Why? Maybe just a bit of petty cash.
When word broke that 62 MBs of emails were hacked from the Climate Research Unit, the sheer amount of content (not to mention handpicking of select passages that were most incriminating) seemed to suggest that the hacking was more than just some average Joe hellbent on disproving climate change.
Now, the story gets more complex: fingers are pointing at Russia’s secret service.
A senior member of the Inter-governmental Panel on Climate Change says that Climategate was an advanced, politically motivated attack.
According to Daily Mail, the leaked emails were originally posted on a server at a firm called Tomcity, an internet security business Tomsk, Siberia. Russia’s track record does not bode well in the wake of these allegations.

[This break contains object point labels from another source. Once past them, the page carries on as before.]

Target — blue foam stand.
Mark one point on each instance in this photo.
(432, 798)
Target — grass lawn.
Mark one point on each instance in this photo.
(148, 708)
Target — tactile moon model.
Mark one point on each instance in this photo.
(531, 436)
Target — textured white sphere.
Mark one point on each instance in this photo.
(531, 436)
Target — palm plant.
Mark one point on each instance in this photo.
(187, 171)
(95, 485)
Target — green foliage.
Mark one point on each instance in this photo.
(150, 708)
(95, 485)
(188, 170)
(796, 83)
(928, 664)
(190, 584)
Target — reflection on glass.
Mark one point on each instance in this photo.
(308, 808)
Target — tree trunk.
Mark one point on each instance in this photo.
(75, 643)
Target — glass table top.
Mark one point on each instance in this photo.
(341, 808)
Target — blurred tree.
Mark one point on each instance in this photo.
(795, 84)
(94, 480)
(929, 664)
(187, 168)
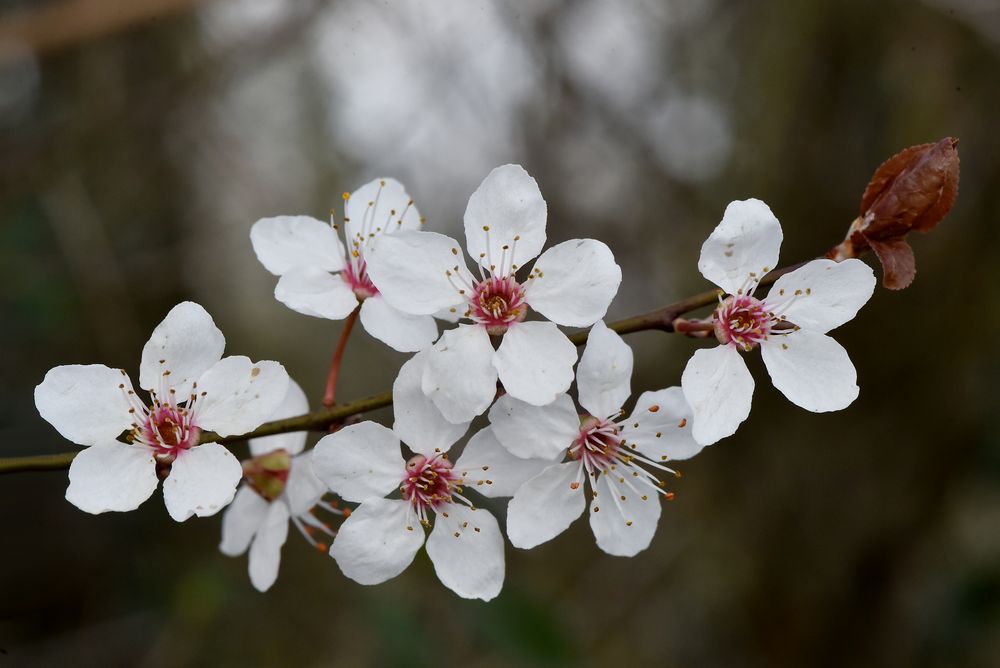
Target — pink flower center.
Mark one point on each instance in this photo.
(497, 302)
(167, 427)
(743, 321)
(169, 430)
(356, 275)
(428, 483)
(598, 444)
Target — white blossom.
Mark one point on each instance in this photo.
(362, 463)
(571, 284)
(789, 324)
(318, 277)
(617, 456)
(280, 487)
(192, 389)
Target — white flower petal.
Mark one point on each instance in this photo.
(283, 243)
(604, 375)
(111, 477)
(459, 376)
(812, 370)
(381, 205)
(545, 506)
(236, 395)
(85, 402)
(625, 528)
(823, 294)
(378, 541)
(241, 520)
(662, 426)
(466, 549)
(535, 362)
(719, 388)
(265, 552)
(535, 431)
(202, 481)
(487, 467)
(315, 292)
(418, 422)
(186, 344)
(746, 241)
(575, 282)
(410, 271)
(400, 331)
(294, 404)
(303, 489)
(509, 202)
(360, 462)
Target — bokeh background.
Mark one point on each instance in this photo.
(140, 140)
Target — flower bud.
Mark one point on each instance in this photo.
(268, 474)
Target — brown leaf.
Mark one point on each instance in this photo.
(898, 264)
(912, 190)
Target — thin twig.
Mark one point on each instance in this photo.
(338, 355)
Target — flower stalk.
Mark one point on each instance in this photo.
(338, 354)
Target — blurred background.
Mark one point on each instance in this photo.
(140, 140)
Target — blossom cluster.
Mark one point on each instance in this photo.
(503, 368)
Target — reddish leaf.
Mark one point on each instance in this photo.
(898, 264)
(912, 190)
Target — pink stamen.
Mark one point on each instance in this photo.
(743, 321)
(497, 302)
(429, 483)
(356, 275)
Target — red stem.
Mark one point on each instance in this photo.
(338, 355)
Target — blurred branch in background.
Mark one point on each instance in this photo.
(83, 239)
(60, 25)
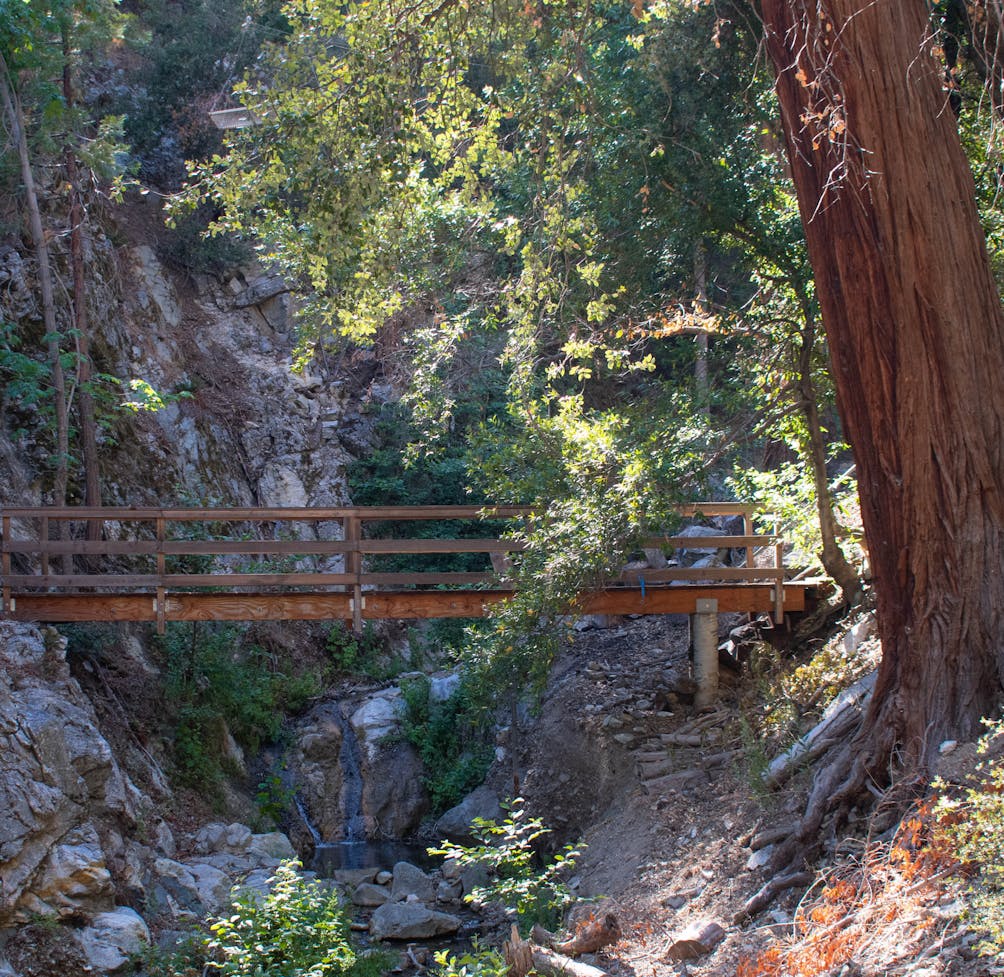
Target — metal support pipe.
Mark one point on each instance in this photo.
(704, 633)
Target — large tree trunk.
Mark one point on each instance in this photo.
(917, 338)
(12, 106)
(85, 401)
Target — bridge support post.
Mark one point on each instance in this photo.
(704, 633)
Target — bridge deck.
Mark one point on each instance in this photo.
(149, 564)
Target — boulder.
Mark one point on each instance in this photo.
(73, 877)
(696, 941)
(366, 894)
(112, 939)
(173, 888)
(473, 877)
(690, 555)
(59, 782)
(449, 891)
(411, 921)
(317, 771)
(354, 877)
(375, 719)
(455, 824)
(234, 838)
(271, 845)
(190, 888)
(211, 885)
(409, 880)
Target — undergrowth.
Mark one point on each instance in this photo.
(892, 896)
(450, 739)
(531, 889)
(297, 929)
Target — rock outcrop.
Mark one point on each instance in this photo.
(374, 777)
(65, 804)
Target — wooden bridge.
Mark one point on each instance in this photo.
(152, 564)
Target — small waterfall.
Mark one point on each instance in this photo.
(309, 824)
(351, 783)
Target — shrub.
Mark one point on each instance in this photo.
(296, 930)
(972, 825)
(451, 744)
(215, 684)
(534, 891)
(478, 962)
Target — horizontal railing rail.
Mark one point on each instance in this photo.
(163, 550)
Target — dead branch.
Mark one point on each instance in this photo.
(591, 936)
(768, 893)
(522, 957)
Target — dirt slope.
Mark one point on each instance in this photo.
(609, 760)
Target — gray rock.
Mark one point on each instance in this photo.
(354, 877)
(449, 891)
(367, 894)
(58, 780)
(473, 877)
(696, 941)
(455, 824)
(255, 884)
(234, 838)
(273, 844)
(73, 877)
(111, 938)
(212, 886)
(411, 921)
(409, 880)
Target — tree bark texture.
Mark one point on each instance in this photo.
(12, 106)
(85, 402)
(917, 338)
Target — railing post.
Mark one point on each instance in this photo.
(161, 601)
(4, 536)
(705, 638)
(43, 536)
(353, 565)
(779, 579)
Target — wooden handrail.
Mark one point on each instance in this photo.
(25, 531)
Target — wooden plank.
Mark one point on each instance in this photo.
(5, 591)
(703, 573)
(440, 546)
(220, 547)
(751, 597)
(43, 533)
(353, 565)
(431, 578)
(268, 514)
(319, 513)
(85, 547)
(65, 580)
(708, 542)
(56, 607)
(21, 581)
(398, 605)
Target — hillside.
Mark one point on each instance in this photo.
(594, 260)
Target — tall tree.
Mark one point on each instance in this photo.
(917, 337)
(15, 113)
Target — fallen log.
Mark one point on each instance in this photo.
(590, 936)
(677, 781)
(838, 721)
(521, 957)
(766, 895)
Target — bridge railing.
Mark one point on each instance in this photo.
(160, 550)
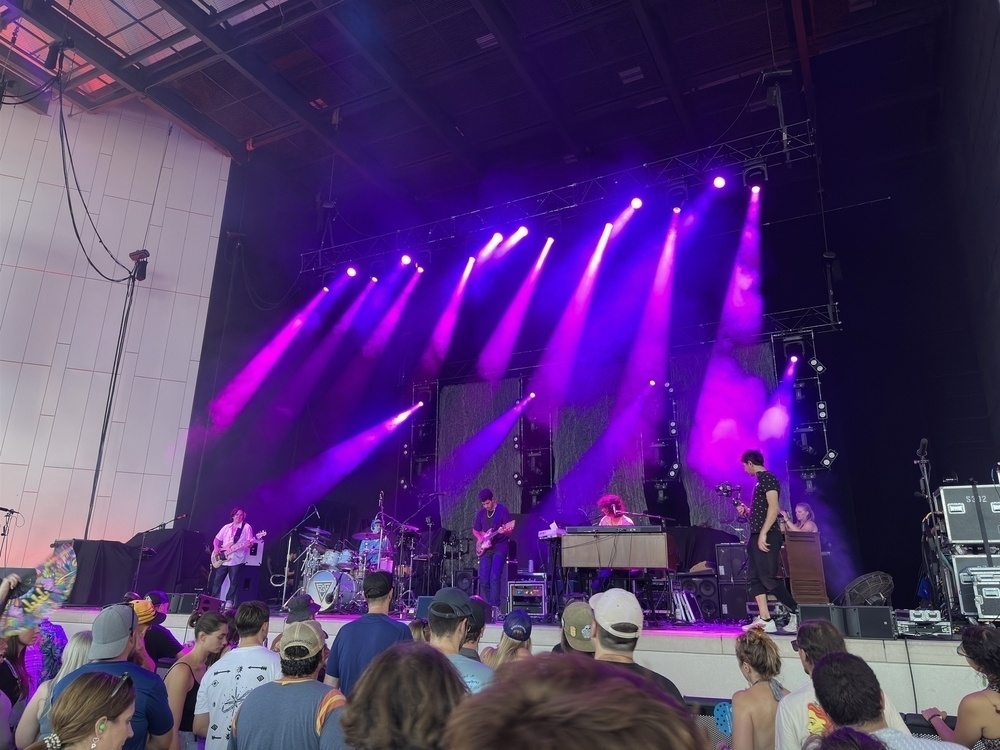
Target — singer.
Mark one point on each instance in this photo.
(613, 512)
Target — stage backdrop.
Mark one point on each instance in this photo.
(584, 470)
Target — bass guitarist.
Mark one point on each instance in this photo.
(492, 529)
(230, 546)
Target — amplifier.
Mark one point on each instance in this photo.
(960, 517)
(731, 563)
(529, 596)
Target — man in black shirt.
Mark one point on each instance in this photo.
(764, 545)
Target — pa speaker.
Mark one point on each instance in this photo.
(704, 588)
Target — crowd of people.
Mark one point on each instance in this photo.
(382, 684)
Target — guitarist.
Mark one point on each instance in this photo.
(230, 536)
(492, 530)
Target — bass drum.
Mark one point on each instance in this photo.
(331, 589)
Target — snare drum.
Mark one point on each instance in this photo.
(331, 589)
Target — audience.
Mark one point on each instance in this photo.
(74, 656)
(448, 617)
(577, 620)
(476, 628)
(849, 693)
(185, 675)
(402, 702)
(361, 640)
(799, 713)
(978, 713)
(615, 633)
(160, 642)
(294, 710)
(515, 642)
(555, 701)
(115, 639)
(228, 682)
(96, 709)
(755, 707)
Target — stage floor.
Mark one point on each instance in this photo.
(701, 661)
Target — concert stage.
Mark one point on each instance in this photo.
(701, 661)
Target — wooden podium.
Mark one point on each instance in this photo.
(805, 567)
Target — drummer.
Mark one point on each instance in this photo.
(370, 551)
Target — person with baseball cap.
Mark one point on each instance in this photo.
(360, 641)
(615, 634)
(115, 636)
(448, 617)
(291, 711)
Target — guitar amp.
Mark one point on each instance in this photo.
(530, 596)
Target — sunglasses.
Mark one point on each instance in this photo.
(124, 682)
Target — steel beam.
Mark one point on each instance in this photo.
(503, 28)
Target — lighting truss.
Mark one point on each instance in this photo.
(770, 147)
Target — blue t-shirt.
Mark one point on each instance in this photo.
(152, 712)
(358, 642)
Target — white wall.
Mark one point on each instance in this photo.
(59, 320)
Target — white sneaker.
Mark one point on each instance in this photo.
(759, 623)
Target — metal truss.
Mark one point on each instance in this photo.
(771, 148)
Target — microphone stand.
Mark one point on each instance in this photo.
(142, 545)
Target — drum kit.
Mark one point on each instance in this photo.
(332, 572)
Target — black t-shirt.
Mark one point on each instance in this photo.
(484, 523)
(766, 481)
(161, 644)
(655, 677)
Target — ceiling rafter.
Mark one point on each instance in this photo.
(498, 19)
(349, 22)
(230, 48)
(57, 24)
(659, 45)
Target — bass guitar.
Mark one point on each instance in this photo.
(487, 541)
(219, 558)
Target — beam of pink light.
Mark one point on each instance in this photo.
(507, 244)
(440, 340)
(553, 376)
(312, 480)
(379, 338)
(234, 396)
(488, 249)
(462, 466)
(648, 358)
(743, 311)
(495, 356)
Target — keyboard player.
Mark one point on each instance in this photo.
(613, 512)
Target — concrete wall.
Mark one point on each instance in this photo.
(59, 321)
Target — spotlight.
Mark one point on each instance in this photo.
(818, 366)
(754, 175)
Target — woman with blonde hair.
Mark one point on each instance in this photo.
(515, 643)
(75, 655)
(211, 633)
(755, 707)
(93, 711)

From Daily Mail:
“Computer hackers in Tomsk have been used in the past by the Russian secret service (FSB) to shut websites which promote views disliked by Moscow….Such arrangements provide the Russian government with plausible deniability while using so-called ‘hacker patriots’ to shut down websites.”
Shaun Walker from the Independent cited similar information:
“The FSB security services, descendants of the KGB, are believed to invest significant resources in hackers, and the Tomsk office has a record of issuing statements congratulating local students on hacks aimed at anti-Russian voices, deeming them “an expression of their position as citizens, and one worthy of respect”. The Kremlin has also been accused of running co-ordinated cyber attacks against websites in neighbouring countries such as Estonia, with which the Kremlin has frosty relations, although the allegations were never proved.”
If FSB is truly behind Climategate, the obvious question is, Why?